Depuis 1991, l’association Les Musiques de la Boulangère a mis en place à la maison centrale de Saint-Maur, près de Châteauroux, une structure culturelle au sein de laquelle a été créé un pôle de traitement, de duplication et de numérisation de fonds sonores.
Archives magnétiques de France Culture, France Musique, France Inter… une bonne partie du patrimoine radiophonique public y est sauvegardé pour le compte de l’Institut National de l’Audiovisuel. Le recrutement s’effectue au niveau national, donnant la possibilité à des détenus d’autres centrales d’être transférés à Saint-Maur pour intégrer l’atelier.
Les prisonniers, volontaires, signent un contrat de travail et reçoivent une formation. Ils sont rémunérés au SMIC et tournent en alternance sur les différents postes : responsable d’équipe, opérateur de numérisation, contrôleur du travail.
Le cadre professionnel, juridiquement hors-norme, n’est qu’une partie de ce dispositif nommé “Le Studio du Temps” : il faut imaginer un espace mixte conçu autour de cet équipement professionnel de numérisation sonore (studios climatisés sur dalles flottantes, double-vitrages), articulé avec des activités culturelles et de création musicale, des formations professionnelles, le tout offrant des débouchés potentiels sur les métiers du son[^metier].
“Ce qui fonctionne en général comme la cause et le signe de la déchéance (la longue peine, confinant à la “perpétuité”, qui exclut l’individu de la société et le marque comme “irrécupérable”) pourrait-il devenir une condition favorable à l’insertion actuelle du détenu dans un système d’échanges, à sa prise en charge d’une fonction correspondant à des besoins collectifs ?”, s’interroge le philosophe Étienne Balibar, témoin des premières années de l’expérience.
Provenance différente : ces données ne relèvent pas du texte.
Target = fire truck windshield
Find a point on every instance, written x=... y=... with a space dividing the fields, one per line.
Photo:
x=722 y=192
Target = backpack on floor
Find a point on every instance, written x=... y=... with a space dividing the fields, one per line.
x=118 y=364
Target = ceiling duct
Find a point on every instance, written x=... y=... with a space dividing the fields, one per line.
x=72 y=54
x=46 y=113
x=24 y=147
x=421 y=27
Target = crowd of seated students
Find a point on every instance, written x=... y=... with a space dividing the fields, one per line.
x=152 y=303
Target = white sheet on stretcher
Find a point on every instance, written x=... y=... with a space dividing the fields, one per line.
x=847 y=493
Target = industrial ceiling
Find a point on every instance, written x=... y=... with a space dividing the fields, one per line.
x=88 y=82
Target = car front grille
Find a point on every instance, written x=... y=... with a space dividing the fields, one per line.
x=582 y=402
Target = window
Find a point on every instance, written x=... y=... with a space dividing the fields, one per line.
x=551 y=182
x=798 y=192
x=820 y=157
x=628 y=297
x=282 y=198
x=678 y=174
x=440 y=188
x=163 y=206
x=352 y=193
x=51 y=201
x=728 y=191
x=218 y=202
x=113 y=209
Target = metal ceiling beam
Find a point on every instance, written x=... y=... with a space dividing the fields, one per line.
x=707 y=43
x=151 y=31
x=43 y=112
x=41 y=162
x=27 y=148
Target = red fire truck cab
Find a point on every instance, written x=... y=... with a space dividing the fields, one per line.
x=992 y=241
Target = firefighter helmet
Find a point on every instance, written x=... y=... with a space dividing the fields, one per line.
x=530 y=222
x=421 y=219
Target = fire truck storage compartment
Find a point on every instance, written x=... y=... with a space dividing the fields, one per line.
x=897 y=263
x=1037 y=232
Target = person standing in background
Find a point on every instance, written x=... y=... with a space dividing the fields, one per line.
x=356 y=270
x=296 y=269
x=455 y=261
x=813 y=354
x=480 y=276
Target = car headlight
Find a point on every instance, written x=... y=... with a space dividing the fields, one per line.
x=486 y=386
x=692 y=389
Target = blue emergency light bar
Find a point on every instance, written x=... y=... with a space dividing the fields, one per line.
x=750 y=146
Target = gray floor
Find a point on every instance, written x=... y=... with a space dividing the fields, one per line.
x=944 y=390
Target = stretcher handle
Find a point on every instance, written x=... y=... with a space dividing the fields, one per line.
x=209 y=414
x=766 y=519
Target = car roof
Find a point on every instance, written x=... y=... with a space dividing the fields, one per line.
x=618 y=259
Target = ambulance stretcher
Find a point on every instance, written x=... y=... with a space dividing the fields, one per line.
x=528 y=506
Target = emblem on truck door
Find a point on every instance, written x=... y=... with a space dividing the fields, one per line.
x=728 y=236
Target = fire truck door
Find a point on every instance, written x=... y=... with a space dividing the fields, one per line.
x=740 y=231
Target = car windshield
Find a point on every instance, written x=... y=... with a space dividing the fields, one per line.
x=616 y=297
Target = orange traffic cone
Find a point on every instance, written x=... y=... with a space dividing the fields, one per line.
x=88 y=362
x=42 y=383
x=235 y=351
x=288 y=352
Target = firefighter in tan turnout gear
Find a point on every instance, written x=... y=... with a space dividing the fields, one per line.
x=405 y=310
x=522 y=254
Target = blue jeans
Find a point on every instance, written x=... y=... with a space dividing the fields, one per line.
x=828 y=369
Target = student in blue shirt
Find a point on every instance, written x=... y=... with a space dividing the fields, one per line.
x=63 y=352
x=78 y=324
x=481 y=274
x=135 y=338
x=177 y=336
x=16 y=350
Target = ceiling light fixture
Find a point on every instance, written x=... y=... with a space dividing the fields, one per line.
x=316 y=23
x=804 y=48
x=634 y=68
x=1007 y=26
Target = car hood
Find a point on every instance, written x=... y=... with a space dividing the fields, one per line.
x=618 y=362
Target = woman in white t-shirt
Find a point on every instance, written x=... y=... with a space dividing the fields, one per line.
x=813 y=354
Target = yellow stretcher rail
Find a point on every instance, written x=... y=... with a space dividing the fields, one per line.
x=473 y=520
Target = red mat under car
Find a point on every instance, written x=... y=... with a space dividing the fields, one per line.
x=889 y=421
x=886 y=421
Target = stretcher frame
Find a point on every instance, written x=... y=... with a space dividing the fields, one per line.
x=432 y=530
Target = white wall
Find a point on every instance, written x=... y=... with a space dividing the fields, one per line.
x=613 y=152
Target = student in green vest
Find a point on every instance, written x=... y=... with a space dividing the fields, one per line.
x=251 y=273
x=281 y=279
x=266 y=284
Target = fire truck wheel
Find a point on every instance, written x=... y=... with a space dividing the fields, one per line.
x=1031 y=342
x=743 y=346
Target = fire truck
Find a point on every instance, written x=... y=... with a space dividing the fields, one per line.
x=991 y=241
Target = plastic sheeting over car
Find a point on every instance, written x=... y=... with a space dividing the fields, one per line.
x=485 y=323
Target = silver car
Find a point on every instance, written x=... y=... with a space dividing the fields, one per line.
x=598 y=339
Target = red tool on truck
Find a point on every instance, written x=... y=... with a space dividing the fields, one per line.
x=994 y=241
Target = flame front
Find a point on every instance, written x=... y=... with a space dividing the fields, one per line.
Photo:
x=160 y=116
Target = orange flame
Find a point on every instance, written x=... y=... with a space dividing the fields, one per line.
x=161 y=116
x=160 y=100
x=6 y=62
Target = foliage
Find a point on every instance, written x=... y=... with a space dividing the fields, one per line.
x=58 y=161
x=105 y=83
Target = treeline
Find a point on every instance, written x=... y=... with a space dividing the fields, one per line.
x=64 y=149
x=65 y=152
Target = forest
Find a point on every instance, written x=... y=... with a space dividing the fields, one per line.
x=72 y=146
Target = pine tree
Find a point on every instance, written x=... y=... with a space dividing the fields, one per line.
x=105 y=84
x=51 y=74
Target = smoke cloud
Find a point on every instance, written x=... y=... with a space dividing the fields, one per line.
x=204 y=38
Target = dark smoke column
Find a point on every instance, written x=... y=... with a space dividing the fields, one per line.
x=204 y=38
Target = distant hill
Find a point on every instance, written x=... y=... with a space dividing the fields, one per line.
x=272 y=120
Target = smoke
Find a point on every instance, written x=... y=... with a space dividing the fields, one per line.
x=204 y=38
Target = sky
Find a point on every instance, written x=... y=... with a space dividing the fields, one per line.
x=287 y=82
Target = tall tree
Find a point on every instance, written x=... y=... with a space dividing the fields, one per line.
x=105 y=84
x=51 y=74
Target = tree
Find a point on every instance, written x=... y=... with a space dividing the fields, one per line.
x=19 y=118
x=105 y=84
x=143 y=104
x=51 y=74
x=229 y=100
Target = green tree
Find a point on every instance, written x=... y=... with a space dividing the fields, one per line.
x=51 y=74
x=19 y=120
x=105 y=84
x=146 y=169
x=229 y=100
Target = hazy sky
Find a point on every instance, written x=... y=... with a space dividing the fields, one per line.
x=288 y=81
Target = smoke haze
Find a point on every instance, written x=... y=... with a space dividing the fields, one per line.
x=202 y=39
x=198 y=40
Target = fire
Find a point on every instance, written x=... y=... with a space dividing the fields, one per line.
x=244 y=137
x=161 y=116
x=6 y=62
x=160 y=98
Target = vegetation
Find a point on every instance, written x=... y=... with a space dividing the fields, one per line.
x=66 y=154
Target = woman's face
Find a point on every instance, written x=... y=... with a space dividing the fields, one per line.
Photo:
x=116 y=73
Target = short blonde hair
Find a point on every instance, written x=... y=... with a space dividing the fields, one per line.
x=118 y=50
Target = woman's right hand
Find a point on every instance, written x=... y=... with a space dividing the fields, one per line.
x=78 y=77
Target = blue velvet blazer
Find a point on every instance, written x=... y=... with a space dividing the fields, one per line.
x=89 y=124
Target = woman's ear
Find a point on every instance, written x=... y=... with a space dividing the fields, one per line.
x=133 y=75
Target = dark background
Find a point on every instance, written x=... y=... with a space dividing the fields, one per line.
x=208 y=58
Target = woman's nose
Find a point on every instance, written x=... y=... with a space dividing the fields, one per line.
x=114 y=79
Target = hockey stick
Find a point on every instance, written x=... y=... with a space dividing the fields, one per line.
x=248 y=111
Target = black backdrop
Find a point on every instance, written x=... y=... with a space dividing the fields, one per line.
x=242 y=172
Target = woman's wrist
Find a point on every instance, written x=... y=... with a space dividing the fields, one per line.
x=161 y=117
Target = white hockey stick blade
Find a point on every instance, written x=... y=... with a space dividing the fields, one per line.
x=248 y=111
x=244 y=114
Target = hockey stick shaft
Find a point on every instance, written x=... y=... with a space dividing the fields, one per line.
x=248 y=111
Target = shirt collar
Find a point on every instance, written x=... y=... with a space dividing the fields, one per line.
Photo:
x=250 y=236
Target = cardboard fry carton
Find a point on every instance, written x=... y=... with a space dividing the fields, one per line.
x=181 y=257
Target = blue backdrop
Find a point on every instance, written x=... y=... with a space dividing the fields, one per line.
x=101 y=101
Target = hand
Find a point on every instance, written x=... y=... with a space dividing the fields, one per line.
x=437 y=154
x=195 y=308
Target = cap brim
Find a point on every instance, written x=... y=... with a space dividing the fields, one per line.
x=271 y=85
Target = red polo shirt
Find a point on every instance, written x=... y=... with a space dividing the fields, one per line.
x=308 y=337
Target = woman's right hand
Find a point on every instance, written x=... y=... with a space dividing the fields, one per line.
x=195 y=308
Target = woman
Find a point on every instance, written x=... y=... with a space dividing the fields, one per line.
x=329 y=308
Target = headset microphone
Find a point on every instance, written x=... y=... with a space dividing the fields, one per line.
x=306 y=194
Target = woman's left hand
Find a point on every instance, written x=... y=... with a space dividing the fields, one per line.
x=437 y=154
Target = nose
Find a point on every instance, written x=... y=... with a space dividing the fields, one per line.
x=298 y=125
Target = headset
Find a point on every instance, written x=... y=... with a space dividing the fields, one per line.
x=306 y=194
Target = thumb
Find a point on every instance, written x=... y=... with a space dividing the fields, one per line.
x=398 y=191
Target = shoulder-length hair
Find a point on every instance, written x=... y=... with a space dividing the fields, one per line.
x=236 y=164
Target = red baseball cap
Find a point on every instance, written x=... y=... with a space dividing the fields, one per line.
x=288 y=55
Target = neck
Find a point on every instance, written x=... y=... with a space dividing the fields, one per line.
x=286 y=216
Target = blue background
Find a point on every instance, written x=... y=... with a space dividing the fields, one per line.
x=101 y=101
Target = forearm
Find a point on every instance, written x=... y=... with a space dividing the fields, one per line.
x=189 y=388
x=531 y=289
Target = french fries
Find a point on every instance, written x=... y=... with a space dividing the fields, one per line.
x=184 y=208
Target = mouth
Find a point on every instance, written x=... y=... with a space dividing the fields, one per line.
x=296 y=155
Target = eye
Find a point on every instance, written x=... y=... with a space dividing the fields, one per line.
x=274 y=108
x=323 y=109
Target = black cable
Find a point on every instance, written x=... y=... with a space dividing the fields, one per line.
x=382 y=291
Au Studio du Temps, le temps justement – dimension cruciale de la détention – est partagé en plusieurs séquences : temps de travail au poste de numérisation (diversifié selon le principe de la rotation des postes), temps de formation continue et temps de création. Afin de préparer leur sortie, les détenus ont la possibilité de suivre des formations qualifiantes à d’autres métiers du son (son à l’image, sonorisation de spectacles, traitement du son, techniques radio…). Une dizaine de fois par an, ils reçoivent la visite de professionnel·les de la radio, de l’audiovisuel, de la musique, etc. avec qui ils ont l’occasion d’échanger professionnellement, de collaborer parfois directement en atelier de création et de se constituer un réseau. Et, enfin, deux studios de création sonore sont à leur disposition, dans lesquels ils tournent en alternance avec des projets personnels.